Turkey uses Hagia Sophia as a tool of cultural diplomacy to exert both soft and hard power. The monument is a UNESCO World Heritage Site and has been a museum since 1935. Turkey, as a UNESCO member, has agreed to the legal framework concerning the operation of monuments under the protection of the United Nations agency, which includes parameters setting out Ankara’s rights and obligations in the context of political reciprocity with other UN member-states. For Ankara, Hagia Sophia is a symbol of soft power with strong aspects, but not so much when its soft power comes into conflict with the political will of the Turkish government based on Turkey’s hard power.
Since Turkey embarked on a process of political re-Islamization, political Islam has been calling for the various religious and political buildings that were turned into museums during the period of secularization by the Kemalists to be returned to the status quo ante – i.e. to their full religious dimensions and functions based on Islamic law and tradition. Similarly, it would not be surprising if Topkapi ceased to be a museum is open to the public and was turned into a palace again, like Dolmabahce, which the public today can only visit as part of a guided tour.
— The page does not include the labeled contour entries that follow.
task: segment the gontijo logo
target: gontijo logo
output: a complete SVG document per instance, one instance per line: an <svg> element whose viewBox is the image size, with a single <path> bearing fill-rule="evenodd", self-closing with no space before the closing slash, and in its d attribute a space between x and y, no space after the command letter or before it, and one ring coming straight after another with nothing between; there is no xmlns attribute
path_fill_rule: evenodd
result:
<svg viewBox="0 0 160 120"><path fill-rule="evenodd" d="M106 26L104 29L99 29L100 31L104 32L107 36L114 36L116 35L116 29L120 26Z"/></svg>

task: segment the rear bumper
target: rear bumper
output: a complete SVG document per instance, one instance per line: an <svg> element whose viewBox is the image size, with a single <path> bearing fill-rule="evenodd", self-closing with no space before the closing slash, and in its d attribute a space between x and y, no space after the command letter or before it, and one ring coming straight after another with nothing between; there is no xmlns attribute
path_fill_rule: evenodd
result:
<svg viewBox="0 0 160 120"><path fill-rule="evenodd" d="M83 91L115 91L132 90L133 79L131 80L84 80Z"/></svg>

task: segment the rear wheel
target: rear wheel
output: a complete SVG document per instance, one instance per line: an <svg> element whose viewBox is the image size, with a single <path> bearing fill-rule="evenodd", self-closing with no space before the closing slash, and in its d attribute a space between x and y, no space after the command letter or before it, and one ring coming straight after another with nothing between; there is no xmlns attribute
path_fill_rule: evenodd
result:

It is obvious that the gradual reuse of these buildings is aimed at achieving a number of objectives, including the restoration of Istanbul to the status of capital of the Islamic-Turkish democracy or sultanate in the near future, possibly before 2023.
Regarding Turkey’s hard power, Ankara regards Hagia Sophia as a domestic issue and believes it can do what it pleases so long as this is in keeping with the national interest, even if this means confronting international dissenters. In this regard, taking advantage of its hard power on a geopolitical level, Ankara seems determined to confront the West by stripping Hagia Sophia of its museum character and transforming it into a mosque.
At this stage, the Turkish government is expected to use Hagia Sophia as a negotiating tool in its diplomatic struggle over Kurdistan and other geopolitical issues. Russia is the only country that has both the hard and soft power to prevent Ankara from abolishing the museum character of Hagia Sophia; however, if the conditions of normal power at a regional level allow it, Turkey will use all of its geopolitical might so that its hard-power objectives prevail over its soft-power approach in regard to Hagia Sophia in the medium and long term.
It appears that Turkey has returned to the Islamic path.
* Evangelos Venetis is head of the Middle East Research Project at the Hellenic Foundation for European & Foreign Policy (ELIAMEP).